This man just sold the company he founded 13 years ago for $3 billion
Aruba is an 1,800-employee Sunnyvale, California-based company that makes enterprise WiFi equipment. HP said it will pay $24.67 per share, a 34% premium to Aruba's close on Feb. 24, the day before Bloomberg reported that the deal was about to happen and shares of Aruba skyrocketed on speculation.
In classic Valley style, only one of the three original founders is still with the company: Keerti Melkote, who owned barely over 1% of the company.
With the sale to HP, his stake is worth about $32 million (that stake is as of October, the latest proxy document filed to the SEC).
Melkote will continue to work with Aruba for the immediate future. He is joining HP with the acquisition.
The other two founders didn't own enough of a stake to be listed in any SEC documents, according to our search.
A chain of CEOs
Aruba was founded by three guys back in 2002 who had worked together at a company called Alteon, bought by Nortel Networks for $7.3 billion in stock back in 2000, during the heady internet bubble days.
Aruba's other co-founders were Pankaj Manglik (its founding CEO) and Merwyn Andrade (its founding CTO, who retired after six years with Aruba following its IPO).
Manglik led Aruba for its first two and a half years through its first 80 employees, until the powers that be got nervous about Cisco and decided the company needed an experienced sales and operations person.
Manglik was replaced by Don LeBeau, was was previously running Cisco's worldwide sales and operations. LeBeau was credited for creating the Cisco sales machine juggernaut. (And in Valley irony, Cisco was a company that famously ousted its cofounders.)
When Aruba was openly hunting for a new CEO, sources said that Selina Lo was being considered. Lo was a former vice president of product management at Alteon. She was consulting for Aruba and an investor. But the company didn't hire her, and - we're not kidding - Aruba's PR person said this about her: "She's too attractive to be our CEO, and we'd need to pay her a shoe budget," an industry publication called Light Reading reported at the time.
LeBeau lasted about two years, long enough to talk up how he turned down an acquisition offer from his old employer Cisco. Then Cisco turned around and bought Aruba's biggest competitor at the time, Airespace, for $450 million.

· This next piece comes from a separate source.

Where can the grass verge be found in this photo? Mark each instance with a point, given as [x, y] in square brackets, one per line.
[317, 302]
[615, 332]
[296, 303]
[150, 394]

Close to a year later, Aruba tapped its then chairman of the board, Dominic Orr, to become CEO and lead the company into an IPO.
Orr was already pretty famous in the networking world. He was a former HP exec who had been CEO of Alteon, taking that company public before its epic sale to Nortel.

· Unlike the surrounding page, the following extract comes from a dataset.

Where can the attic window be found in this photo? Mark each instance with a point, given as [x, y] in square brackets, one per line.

He would later talk about those pre-IPO days, saying how being 'ruthlessly aggressive' nearly ruined his life, Fortune's Stephanie Mehta reported in 2007.

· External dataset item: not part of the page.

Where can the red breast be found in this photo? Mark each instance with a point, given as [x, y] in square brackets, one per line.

This would lead him to "a nine-year struggle during which his marriage would end, he would take a company public and then sell it, plunge into depression, drop out of the workforce, and take another company public, all while searching for a way to be a good boss and a good person," Mehta reported.
Whether he ever found work-life-balance we can't say.
We can tell you that in his role as CEO of Aruba, when including stock options and shares owned by his various investment vehicles, he became the largest single-person shareholder. He owned about 4% of the company, according to Aruba's most recent proxy filed with the SEC in October.
And he's not stopping work on Aruba anytime soon. He finds himself back at HP. Both Orr and Melkote will join HP after the deal closes reporting to Antonio Neri, leader of HP Enterprise Group, HP said.Does the move make sense for HP?
As to whether this $3 billion spend was a good move for HP, there are some naysayers out there.
Aruba was a far second to Cisco in market share of enterprise WiFi equipment, with about an 11% share, compared to Cisco's nearly 48% share, according to IDC.
But HP already had a full suite of WiFi gear of its own to sell, and about 4% market share.
Forrester analyst Andre Kindness is bearish on the deal, telling Business Insider in an emailed statement, "I think this is bad move for Aruba customers and HP customers since this will be the third wireless solution HP has bought in the last five years (Colubris, 3Com, and now Aruba Networks)."
Kindness also questioned why HP was adding Aruba to HP's server and storage business unit. His concern is, by doing so, HP's wireless business will "miss the changes" that are occurring within its industry.
We reached out to HP, Pankaj Manglik, and Keerti Melkote for comment and will update when we hear back.